On the demand side, consumption from Bihar, West Bengal and Assam will support an elevated offtake of lentil dal into the second quarter, which is seasonally strong for household use. Dal processors are responding by buying strictly on a need basis and carrying minimal working stocks, in part to manage price risk and in part because they are unsure whether expanded arrivals will eventually cap prices. Government buffer holdings of around 400,000 tonnes provide a safety valve but are not yet being used aggressively enough to reverse the current firmness.
📊 International Market & Trade Links
India relies heavily on imports to cover its lentil needs, with Canada and Australia dominating shipments. The surge in the rupee’s import cost, driven by higher global crude prices and persistent foreign investor outflows, is now feeding directly into cost-and-freight pricing into ports such as Mundra and Hazira. This means that even modest gains in dollar-denominated export quotations translate into disproportionately higher local-currency and euro-equivalent prices for Indian buyers.
Outside India, spot FOB offers for Canadian dried lentils (red football) are currently around EUR 2.40 per kg in Ottawa, with large green (Laird) near EUR 1.63 per kg and Eston greens roughly EUR 1.54 per kg, all slightly softer than a week earlier. In China, small green lentils are quoted near EUR 1.09–1.17 per kg FOB Beijing, with organic lots at a small premium and having nudged higher in recent days. These relatively contained export values contrast with India’s sharp rupee-related price escalation, underlining that currency, rather than a global supply shock, is the main driver for Indian market firmness at present.
🌦️ Weather & Short-Term Outlook
Weather in India’s main lentil belt (Madhya Pradesh and Uttar Pradesh) has turned largely benign post-harvest, so near-term supply risks are less about climate and more about logistics and farmer selling pace. In Canada and Australia, early indications for the upcoming planting seasons will become more relevant in the next one to two months, but for now no acute weather-driven threats are dominating trade flows.

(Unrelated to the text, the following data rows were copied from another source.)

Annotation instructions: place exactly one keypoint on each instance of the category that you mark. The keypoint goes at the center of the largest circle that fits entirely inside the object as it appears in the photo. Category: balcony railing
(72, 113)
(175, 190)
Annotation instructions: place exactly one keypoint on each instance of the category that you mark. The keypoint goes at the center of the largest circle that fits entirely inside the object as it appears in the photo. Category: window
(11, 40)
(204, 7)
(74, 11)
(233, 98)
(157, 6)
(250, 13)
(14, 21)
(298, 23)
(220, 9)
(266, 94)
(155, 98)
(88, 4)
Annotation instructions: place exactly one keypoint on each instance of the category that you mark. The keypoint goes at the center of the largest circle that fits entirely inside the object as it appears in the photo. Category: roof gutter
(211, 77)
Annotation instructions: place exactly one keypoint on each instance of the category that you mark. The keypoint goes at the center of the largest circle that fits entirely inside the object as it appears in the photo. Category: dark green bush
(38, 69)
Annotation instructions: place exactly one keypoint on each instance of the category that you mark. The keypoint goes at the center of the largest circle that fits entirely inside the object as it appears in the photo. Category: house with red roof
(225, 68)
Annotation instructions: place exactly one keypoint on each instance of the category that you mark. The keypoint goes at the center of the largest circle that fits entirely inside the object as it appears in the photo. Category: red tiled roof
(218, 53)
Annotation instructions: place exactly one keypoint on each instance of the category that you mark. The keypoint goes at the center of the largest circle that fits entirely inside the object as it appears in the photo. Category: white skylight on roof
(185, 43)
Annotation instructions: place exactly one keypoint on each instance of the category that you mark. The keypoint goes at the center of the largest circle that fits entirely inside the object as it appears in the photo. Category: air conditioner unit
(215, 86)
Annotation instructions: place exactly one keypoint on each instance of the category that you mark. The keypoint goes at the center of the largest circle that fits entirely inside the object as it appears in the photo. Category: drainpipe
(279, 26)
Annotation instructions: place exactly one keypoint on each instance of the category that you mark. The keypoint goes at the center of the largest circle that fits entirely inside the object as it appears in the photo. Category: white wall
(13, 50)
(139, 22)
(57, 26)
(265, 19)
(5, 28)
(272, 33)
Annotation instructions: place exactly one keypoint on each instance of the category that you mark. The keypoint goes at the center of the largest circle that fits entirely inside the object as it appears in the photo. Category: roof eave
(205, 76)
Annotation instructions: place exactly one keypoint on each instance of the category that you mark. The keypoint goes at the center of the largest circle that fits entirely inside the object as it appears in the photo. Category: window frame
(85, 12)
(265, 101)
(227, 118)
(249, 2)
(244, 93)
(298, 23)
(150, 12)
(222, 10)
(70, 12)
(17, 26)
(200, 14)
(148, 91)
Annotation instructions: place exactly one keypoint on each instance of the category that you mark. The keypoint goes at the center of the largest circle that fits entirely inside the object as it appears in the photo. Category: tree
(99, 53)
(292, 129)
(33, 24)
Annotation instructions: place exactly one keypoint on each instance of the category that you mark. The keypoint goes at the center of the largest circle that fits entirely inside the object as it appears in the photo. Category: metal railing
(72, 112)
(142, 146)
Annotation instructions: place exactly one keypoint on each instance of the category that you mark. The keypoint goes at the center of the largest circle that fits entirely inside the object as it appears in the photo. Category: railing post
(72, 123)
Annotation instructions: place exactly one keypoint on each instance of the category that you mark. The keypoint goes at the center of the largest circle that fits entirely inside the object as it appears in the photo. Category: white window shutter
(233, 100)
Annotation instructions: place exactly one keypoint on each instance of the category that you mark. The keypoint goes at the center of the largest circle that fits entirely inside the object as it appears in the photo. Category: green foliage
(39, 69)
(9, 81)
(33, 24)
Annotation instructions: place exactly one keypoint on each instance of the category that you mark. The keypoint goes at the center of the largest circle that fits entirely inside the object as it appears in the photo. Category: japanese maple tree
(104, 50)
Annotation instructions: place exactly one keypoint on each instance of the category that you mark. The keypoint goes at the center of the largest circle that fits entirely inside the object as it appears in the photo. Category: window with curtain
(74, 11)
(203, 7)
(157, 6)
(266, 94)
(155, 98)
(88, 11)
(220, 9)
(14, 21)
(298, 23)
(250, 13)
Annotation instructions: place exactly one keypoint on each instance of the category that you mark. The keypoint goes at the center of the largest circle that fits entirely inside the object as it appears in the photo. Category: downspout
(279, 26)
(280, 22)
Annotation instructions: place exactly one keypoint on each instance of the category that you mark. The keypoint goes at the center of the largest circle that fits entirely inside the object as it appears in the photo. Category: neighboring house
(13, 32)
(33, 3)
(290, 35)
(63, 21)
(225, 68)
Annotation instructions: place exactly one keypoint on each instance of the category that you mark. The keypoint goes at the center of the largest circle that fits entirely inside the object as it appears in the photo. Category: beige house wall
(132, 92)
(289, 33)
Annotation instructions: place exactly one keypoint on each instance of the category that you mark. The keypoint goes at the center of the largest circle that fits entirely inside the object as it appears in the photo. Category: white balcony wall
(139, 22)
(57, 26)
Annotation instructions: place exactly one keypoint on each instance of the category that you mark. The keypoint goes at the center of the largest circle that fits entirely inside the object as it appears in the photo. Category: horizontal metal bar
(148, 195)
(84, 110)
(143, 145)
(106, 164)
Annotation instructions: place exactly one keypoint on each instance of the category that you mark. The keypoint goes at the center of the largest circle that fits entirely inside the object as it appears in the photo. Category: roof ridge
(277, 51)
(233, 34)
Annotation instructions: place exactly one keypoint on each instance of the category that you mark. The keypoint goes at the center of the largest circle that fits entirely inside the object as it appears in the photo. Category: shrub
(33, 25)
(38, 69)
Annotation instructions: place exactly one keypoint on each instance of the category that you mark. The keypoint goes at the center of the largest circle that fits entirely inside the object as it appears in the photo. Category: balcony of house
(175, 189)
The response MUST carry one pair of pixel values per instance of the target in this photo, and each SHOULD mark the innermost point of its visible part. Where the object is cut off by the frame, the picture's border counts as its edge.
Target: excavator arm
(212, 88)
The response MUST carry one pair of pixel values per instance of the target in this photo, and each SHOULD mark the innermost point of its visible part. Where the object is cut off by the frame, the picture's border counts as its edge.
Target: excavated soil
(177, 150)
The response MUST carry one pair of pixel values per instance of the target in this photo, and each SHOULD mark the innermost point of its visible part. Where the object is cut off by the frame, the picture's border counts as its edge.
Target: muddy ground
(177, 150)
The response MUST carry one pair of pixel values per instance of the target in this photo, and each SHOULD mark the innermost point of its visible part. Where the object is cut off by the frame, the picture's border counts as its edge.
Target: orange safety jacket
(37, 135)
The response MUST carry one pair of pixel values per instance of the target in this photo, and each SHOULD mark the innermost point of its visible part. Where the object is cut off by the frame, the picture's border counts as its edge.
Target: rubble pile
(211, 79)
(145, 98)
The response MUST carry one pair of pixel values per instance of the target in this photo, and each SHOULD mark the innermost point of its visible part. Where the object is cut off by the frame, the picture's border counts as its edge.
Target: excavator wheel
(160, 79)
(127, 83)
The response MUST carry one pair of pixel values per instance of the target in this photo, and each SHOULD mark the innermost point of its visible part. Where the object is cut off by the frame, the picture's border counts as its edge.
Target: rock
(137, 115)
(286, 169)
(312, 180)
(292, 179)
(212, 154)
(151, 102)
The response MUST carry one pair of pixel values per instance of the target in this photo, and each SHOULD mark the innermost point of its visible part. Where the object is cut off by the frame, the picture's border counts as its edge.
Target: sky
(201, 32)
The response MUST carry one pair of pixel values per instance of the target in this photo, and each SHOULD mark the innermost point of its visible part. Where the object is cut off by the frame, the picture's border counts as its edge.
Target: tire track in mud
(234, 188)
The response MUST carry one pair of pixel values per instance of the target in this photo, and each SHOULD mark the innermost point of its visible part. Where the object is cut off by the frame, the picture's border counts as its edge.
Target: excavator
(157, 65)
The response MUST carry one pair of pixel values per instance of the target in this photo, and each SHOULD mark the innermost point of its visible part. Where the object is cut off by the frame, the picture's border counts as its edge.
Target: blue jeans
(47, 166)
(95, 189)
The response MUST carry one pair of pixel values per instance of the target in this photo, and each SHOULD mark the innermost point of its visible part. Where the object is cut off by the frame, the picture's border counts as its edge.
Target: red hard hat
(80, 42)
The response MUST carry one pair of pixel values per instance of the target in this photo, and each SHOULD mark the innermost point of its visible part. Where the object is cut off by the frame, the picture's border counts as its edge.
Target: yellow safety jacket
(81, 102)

Given the rupee’s record weakness, elevated crude oil prices and ongoing geopolitical risk, markets see limited scope for a quick reversal in import parity. With domestic arrivals underwhelming and consumption in eastern India remaining robust, wholesale lentil prices in India are likely to stay firm over the next three to four weeks. European buyers sourcing Indian processed lentil products should anticipate higher offer levels as millers attempt to pass through higher raw-material and currency-adjusted costs.

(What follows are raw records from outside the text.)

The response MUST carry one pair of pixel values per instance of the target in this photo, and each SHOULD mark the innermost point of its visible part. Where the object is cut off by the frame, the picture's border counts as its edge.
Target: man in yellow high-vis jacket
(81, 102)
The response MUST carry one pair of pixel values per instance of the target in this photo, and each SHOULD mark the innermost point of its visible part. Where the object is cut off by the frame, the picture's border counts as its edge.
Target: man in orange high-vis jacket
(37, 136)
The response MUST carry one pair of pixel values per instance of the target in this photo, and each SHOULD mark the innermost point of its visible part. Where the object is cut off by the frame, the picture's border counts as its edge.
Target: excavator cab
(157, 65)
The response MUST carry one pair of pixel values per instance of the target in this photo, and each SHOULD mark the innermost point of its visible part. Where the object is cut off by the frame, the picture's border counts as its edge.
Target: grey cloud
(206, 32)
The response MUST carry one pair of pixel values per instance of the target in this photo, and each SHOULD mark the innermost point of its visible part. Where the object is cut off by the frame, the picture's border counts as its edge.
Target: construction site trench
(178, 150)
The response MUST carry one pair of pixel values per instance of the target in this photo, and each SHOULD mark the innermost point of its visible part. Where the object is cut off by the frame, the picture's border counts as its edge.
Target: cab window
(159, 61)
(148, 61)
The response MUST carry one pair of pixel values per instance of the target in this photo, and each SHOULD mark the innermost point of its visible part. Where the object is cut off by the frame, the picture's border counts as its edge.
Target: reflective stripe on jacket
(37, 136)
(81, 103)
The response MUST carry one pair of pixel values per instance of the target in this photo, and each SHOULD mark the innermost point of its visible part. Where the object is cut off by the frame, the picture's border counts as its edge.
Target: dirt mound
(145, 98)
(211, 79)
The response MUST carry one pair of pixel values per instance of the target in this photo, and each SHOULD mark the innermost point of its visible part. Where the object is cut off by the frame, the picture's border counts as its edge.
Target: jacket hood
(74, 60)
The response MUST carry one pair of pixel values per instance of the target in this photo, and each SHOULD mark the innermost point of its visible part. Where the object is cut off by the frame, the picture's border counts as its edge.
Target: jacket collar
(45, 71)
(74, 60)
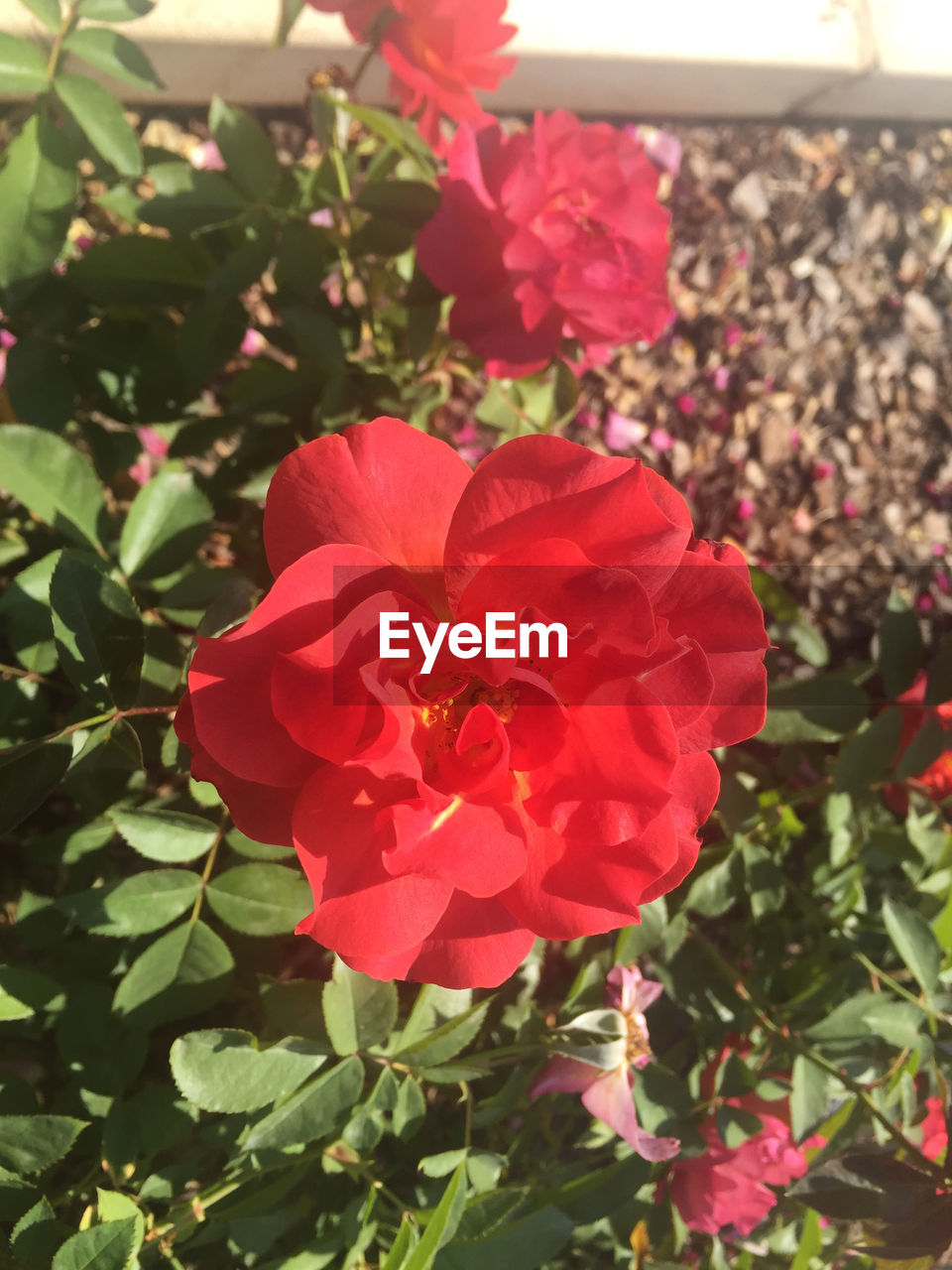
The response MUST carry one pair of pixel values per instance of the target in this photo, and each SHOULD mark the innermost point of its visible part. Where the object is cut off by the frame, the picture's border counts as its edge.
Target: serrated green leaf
(102, 119)
(28, 776)
(48, 12)
(442, 1224)
(245, 148)
(39, 189)
(261, 898)
(222, 1070)
(171, 837)
(358, 1011)
(31, 1143)
(134, 906)
(313, 1111)
(98, 633)
(166, 526)
(914, 942)
(184, 971)
(100, 1247)
(114, 54)
(22, 66)
(114, 10)
(137, 270)
(53, 480)
(447, 1040)
(809, 1097)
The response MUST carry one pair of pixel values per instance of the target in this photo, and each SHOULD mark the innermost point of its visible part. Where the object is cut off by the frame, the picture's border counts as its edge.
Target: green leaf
(914, 942)
(39, 189)
(40, 385)
(900, 653)
(823, 707)
(289, 14)
(98, 633)
(172, 837)
(222, 1070)
(114, 10)
(134, 906)
(28, 775)
(102, 119)
(166, 526)
(53, 480)
(358, 1011)
(184, 971)
(809, 1097)
(313, 1111)
(869, 757)
(409, 203)
(37, 1236)
(137, 270)
(245, 149)
(100, 1247)
(22, 66)
(48, 12)
(114, 54)
(261, 898)
(447, 1040)
(442, 1224)
(31, 1143)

📆 Trading Outlook & Price Indications (3 Days)
- Indian buyers (millers, traders): Consider covering nearby physical needs promptly, as currency and slow arrivals limit downside in the short term. Avoid overstocking beyond 4–6 weeks given potential for improved arrivals later in the season.
- Exporters in Canada/Australia: Current Indian import parity remains attractive in rupee terms despite only moderate FOB levels; maintaining offer discipline makes sense while the rupee trades near record lows.

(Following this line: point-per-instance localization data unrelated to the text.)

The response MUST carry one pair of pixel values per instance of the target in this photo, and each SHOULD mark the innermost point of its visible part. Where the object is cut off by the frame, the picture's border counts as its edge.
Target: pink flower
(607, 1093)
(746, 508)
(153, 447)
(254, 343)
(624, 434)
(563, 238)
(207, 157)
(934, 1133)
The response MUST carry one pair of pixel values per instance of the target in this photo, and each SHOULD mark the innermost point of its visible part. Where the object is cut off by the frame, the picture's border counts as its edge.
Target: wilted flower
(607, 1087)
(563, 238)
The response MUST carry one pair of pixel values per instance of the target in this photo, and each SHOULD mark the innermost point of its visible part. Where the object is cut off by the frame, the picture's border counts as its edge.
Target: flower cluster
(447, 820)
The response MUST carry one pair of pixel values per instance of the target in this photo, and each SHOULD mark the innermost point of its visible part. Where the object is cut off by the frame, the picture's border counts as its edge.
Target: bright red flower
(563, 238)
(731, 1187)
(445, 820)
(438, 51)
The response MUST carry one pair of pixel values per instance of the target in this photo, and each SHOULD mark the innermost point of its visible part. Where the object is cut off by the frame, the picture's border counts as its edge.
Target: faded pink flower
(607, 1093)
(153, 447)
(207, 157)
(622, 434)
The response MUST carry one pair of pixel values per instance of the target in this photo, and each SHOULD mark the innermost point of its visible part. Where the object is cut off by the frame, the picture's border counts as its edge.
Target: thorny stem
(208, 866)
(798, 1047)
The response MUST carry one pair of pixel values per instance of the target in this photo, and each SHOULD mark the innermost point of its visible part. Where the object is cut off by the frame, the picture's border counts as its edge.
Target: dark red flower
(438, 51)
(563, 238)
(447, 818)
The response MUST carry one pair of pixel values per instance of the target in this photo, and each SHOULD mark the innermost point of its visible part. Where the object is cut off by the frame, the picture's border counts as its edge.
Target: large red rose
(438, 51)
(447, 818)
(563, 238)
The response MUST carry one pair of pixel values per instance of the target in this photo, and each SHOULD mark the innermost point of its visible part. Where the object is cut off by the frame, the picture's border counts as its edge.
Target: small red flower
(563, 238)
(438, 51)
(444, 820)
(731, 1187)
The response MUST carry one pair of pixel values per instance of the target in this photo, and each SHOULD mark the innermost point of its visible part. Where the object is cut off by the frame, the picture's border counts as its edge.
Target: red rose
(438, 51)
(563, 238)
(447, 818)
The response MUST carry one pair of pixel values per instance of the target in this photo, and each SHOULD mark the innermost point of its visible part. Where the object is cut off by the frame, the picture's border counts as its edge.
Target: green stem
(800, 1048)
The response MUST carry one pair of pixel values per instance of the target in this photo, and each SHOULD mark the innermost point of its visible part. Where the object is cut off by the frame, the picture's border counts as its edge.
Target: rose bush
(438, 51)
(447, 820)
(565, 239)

- European food manufacturers: Expect firmer CNF prices for Indian-origin processed lentil products in the coming month; pre‑book partial volumes to hedge against further rupee depreciation and freight volatility.
Over the next three trading days, Indian red lentil prices at Delhi and Katni are expected to trade steady to EUR 0.50 per quintal firmer, assuming the rupee stays near current record-weak levels. Port-based prices at Mundra and Hazira should also remain firm, with any additional rupee weakness or crude-led risk aversion quickly translating into a higher import cost floor.